This document outlines a proposed standards framework for configurable voice interactions on the web, extending W3C efforts such as the Web Speech API [[WEB-SPEECH-API]]. The framework aims to standardize controls for voice-driven user interfaces (e.g., virtual assistants, podcasts, voice-enabled web applications), addressing gaps in timing, state management, context, user preferences, task handling, and error recovery.

Six API components are proposed: Temporal Control, Interaction State Machine, Context Management, Configuration Schema, Task Queue, and Recovery Protocol. Each builds upon or complements existing W3C standards to provide a coherent, interoperable platform for voice-driven web experiences.

This version of the document includes definitions of novel types and interfaces proposed for standardization. These types do not exist in any current W3C or WHATWG specification and represent new contributions requiring community review. A companion version of this document exists without these new type definitions for comparison purposes.

These notes are part of a Voice AI white paper by Paola Di Maio. They were shared for discussion with Patric and Francois of the W3C WebDX CG (via email, 29 January 2026) to explore possible usefulness and relevance to the WebDX Community Group.
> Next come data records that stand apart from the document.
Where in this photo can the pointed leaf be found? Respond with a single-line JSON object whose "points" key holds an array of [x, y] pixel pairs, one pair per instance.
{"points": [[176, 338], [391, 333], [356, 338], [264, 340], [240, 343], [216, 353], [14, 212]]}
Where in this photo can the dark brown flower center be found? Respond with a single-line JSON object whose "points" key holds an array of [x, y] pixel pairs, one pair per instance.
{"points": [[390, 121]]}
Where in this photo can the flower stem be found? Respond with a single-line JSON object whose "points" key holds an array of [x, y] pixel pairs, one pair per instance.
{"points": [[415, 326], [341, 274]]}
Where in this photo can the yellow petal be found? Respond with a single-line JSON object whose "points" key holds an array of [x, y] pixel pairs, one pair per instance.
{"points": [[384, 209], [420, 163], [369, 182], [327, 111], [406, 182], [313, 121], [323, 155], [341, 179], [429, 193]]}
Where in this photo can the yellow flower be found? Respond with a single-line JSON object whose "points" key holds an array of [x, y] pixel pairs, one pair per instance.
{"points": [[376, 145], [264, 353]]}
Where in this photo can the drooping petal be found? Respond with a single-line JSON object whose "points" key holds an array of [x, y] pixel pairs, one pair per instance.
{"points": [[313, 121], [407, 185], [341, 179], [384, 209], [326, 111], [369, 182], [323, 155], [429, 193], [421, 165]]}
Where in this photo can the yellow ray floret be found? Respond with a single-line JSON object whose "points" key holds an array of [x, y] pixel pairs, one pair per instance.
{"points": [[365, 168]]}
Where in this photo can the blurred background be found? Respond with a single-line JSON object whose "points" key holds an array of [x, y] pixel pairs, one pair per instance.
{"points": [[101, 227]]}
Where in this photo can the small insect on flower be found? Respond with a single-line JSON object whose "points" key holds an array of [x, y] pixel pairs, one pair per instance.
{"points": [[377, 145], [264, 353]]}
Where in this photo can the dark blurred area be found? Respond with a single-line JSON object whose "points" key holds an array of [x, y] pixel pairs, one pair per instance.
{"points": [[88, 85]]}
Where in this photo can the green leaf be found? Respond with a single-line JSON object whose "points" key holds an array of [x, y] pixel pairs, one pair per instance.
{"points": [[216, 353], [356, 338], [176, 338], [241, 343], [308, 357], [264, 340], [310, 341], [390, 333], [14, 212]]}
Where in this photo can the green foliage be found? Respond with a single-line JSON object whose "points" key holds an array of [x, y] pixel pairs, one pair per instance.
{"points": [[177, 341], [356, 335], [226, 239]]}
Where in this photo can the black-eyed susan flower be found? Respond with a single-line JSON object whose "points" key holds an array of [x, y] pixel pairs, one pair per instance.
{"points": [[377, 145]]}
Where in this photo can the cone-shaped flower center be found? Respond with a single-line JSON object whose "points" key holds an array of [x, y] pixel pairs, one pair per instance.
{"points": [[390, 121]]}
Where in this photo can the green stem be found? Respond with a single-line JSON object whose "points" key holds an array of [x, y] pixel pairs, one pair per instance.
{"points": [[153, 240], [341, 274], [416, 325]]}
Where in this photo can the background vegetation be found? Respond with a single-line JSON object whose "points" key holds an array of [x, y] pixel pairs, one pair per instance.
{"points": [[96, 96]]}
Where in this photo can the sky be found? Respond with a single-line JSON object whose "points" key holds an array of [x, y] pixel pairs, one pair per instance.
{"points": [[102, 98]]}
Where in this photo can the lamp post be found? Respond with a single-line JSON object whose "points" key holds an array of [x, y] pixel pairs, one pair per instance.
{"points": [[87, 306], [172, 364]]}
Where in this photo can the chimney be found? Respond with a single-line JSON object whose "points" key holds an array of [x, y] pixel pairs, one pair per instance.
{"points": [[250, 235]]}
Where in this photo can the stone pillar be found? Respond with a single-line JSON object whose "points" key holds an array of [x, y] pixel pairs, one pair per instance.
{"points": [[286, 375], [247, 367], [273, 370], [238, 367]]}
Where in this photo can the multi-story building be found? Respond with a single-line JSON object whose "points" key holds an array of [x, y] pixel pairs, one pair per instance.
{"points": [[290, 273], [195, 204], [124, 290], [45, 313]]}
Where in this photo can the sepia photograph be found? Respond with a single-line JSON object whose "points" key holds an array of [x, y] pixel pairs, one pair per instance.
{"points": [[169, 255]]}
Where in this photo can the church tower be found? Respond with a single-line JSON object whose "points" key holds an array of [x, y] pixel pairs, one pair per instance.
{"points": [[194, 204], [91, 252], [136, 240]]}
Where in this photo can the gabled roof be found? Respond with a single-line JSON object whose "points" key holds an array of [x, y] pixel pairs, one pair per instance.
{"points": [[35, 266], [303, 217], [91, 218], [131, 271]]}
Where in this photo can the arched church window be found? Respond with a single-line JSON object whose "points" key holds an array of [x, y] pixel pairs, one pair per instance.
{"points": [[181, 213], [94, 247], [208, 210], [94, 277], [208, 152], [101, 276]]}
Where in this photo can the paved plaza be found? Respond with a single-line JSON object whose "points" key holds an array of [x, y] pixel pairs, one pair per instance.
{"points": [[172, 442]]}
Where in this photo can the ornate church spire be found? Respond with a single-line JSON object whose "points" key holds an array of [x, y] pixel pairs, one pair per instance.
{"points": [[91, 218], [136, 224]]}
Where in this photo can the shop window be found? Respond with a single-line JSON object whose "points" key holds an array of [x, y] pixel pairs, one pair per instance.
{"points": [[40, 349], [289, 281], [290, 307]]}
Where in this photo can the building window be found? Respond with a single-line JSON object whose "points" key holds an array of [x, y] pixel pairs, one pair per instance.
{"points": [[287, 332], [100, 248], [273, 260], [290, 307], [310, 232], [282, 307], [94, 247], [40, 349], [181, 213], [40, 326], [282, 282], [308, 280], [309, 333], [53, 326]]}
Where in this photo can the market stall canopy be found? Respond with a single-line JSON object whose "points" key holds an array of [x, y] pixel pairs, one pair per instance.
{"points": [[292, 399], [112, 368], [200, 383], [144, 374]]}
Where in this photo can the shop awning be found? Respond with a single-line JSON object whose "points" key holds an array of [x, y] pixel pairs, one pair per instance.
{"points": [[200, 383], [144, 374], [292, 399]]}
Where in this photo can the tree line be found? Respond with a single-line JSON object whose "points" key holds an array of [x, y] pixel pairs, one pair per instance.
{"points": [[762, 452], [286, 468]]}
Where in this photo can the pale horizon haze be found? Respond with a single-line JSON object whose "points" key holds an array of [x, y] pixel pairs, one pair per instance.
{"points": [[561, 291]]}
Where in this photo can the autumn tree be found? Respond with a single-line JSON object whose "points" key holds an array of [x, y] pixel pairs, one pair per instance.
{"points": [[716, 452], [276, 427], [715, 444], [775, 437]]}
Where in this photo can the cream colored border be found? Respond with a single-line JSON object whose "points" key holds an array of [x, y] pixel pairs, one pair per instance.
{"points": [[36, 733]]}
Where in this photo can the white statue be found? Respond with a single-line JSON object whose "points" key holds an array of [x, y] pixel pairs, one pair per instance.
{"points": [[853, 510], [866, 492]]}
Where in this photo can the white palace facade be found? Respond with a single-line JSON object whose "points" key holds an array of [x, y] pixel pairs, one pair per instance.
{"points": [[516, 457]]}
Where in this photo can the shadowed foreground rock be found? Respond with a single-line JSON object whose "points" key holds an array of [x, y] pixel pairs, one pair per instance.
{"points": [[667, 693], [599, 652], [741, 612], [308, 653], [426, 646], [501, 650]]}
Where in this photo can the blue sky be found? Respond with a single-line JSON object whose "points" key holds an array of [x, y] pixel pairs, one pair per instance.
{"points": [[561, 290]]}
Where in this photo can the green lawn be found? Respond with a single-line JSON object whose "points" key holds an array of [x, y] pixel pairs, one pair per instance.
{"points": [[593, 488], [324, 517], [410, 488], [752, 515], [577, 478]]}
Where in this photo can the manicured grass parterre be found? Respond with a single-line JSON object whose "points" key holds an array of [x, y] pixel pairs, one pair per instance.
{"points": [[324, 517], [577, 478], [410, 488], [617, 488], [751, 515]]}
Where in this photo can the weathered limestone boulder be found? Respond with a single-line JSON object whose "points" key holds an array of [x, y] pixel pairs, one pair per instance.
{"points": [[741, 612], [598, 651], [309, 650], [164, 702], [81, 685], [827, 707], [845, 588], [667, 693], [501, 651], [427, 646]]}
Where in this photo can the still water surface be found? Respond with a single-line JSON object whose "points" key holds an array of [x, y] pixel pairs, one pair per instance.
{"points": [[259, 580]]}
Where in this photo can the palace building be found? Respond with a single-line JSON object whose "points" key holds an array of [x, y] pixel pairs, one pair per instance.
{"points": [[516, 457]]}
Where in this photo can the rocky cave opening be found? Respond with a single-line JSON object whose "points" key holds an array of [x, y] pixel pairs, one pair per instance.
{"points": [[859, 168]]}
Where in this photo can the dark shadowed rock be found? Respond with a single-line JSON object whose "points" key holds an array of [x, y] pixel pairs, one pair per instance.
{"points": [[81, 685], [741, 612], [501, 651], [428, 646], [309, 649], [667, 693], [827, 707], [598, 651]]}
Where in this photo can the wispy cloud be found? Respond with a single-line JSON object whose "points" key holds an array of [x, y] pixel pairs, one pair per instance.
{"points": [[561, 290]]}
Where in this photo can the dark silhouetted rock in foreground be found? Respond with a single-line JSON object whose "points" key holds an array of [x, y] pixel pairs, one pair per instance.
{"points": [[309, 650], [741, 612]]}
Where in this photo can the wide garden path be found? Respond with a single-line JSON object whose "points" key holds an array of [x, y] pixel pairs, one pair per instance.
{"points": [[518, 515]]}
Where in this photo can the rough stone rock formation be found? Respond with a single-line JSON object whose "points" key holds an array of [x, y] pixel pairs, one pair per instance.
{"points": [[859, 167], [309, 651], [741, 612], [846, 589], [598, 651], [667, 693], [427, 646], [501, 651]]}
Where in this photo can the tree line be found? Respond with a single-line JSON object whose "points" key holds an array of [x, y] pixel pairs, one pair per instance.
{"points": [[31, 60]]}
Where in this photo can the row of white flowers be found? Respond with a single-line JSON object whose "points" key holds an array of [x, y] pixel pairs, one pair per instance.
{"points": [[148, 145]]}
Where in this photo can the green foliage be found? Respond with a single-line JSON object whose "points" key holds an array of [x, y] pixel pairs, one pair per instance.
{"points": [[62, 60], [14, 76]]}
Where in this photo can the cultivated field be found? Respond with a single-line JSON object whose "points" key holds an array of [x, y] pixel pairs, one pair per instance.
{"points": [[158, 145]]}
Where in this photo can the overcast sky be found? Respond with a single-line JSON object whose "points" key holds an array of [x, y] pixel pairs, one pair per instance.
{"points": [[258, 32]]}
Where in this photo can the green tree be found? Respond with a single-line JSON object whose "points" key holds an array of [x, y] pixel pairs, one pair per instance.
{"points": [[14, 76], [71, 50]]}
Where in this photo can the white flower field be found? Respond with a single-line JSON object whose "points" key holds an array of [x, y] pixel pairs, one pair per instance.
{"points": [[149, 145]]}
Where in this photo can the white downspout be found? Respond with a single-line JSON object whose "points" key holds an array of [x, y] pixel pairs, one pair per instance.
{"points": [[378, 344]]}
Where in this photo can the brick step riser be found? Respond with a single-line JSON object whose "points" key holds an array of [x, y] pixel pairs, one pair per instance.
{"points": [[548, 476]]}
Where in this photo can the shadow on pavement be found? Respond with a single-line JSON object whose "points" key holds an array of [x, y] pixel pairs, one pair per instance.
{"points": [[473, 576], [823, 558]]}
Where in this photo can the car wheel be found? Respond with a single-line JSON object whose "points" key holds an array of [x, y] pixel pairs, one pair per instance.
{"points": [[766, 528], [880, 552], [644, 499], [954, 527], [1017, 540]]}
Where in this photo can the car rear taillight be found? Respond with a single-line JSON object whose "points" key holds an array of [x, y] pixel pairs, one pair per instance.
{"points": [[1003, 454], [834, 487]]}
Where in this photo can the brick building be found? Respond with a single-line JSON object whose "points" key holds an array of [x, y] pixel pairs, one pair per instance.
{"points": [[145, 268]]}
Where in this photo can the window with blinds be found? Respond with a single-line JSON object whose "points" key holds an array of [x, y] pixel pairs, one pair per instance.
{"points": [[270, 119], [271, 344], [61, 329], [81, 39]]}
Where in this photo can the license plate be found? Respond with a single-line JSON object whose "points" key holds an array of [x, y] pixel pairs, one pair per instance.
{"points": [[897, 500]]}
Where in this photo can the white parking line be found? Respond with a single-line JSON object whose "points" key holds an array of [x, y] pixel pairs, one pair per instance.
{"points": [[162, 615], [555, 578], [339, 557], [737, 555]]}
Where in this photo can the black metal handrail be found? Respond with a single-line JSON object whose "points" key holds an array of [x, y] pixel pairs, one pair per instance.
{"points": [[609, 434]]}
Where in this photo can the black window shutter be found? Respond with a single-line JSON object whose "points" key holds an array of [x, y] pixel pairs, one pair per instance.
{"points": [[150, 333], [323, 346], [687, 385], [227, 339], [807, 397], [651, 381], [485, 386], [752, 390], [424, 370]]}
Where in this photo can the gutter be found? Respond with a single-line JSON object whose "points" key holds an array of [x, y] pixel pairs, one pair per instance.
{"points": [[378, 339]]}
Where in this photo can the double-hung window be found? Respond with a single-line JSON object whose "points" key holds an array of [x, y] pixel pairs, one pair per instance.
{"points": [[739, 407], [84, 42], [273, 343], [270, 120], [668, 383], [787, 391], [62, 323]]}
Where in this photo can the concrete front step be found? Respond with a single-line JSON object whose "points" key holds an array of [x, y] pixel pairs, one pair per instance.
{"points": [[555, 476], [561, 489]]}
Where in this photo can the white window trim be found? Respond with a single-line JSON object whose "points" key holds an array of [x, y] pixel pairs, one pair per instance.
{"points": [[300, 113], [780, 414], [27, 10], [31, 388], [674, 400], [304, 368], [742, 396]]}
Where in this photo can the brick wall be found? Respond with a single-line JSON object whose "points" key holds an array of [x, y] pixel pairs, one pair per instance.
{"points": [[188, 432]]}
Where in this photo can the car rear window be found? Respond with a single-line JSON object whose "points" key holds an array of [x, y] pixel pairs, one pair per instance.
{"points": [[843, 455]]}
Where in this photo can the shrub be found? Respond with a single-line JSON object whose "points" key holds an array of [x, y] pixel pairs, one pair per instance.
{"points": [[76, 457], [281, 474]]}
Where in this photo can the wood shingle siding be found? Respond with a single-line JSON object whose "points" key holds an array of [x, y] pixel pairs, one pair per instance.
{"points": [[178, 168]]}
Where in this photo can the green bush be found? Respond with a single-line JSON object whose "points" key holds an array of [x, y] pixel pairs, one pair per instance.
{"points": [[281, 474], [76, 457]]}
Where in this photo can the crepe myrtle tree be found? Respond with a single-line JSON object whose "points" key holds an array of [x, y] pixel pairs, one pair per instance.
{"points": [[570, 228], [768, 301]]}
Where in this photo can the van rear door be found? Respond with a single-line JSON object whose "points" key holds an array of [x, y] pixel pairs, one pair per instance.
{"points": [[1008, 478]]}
This is a discussion draft and does not represent consensus of the W3C AI Knowledge Representation Community Group or any other W3C body. Feedback is welcome.

Introduction

Voice-driven web applications—from browser-based virtual assistants to interactive podcasts and AI-powered conversational interfaces—are proliferating rapidly. However, the current landscape suffers from significant fragmentation. Differences between implementations (e.g., Chrome vs. Safari Speech APIs) lead to poor user experience and increased developer burden.

The code snippets and API proposals in this document outline a hypothetical "Proposed Standards Framework" for configurable voice interactions on the web. They aim to standardize controls for voice-driven UIs, addressing gaps in:

Without standards, developers are forced to reinvent solutions, risking security (e.g., unhandled states) and privacy issues (e.g., context persistence). Building on W3C foundations ensures interoperability, boosts accessibility (e.g., for non-visual users), and accelerates adoption in domains such as e-commerce and education.

A W3C working group could prototype these proposals in 6–12 months, starting with polyfills. This document recommends prioritizing Temporal Control and Recovery Protocol first for maximum impact.

As well as sections marked as non-normative, all authoring guidelines, diagrams, examples, and notes in this specification are non-normative. Everything else in this specification is normative.

Proposed New Types New

This specification introduces the following novel types that do not currently exist in any published W3C, WHATWG, or other web standards document. These types are proposed as new additions to the web platform to support configurable voice interactions. Each requires community review, discussion, and formal standardization.

Proposed Type Kind Defined In Purpose Nearest Existing Standard
VoicePlaybackController Interface § Temporal Control API Unified playback control for voice synthesis output Media Session API, HTMLMediaElement
VoiceInteractionState Enum § Interaction State Machine Defines the possible states of a voice interaction session SpeechRecognition (partial)
VoiceInteractionStateMachine Interface § Interaction State Machine Manages state transitions and emits change events SpeechRecognition (partial)
VoiceContext Interface § Context Management API Conversation continuity across sessions and interruptions None — novel requirement
VoiceTask Interface § Task Queue API Represents an asynchronous task within a voice session Web Workers, Promises
VoiceTaskResult Interface § Task Queue API Encapsulates the outcome of a completed voice task Web Workers, Promises
VoiceTaskQueue Interface § Task Queue API Manages queuing, status, and cancellation of async tasks Web Workers, Promises
VoiceTaskStatus Enum § Task Queue API Status values for queued tasks (queued, running, completed, failed, cancelled) Web Workers
VoiceTaskCallback Callback § Task Queue API Callback invoked on task completion Promises
VoiceHistoryEntry Interface § Recovery Protocol A single entry in the session interaction history Service Workers (partial)
VoiceSessionRecovery Interface § Recovery Protocol Session persistence, restoration, and history retrieval Service Workers (partial)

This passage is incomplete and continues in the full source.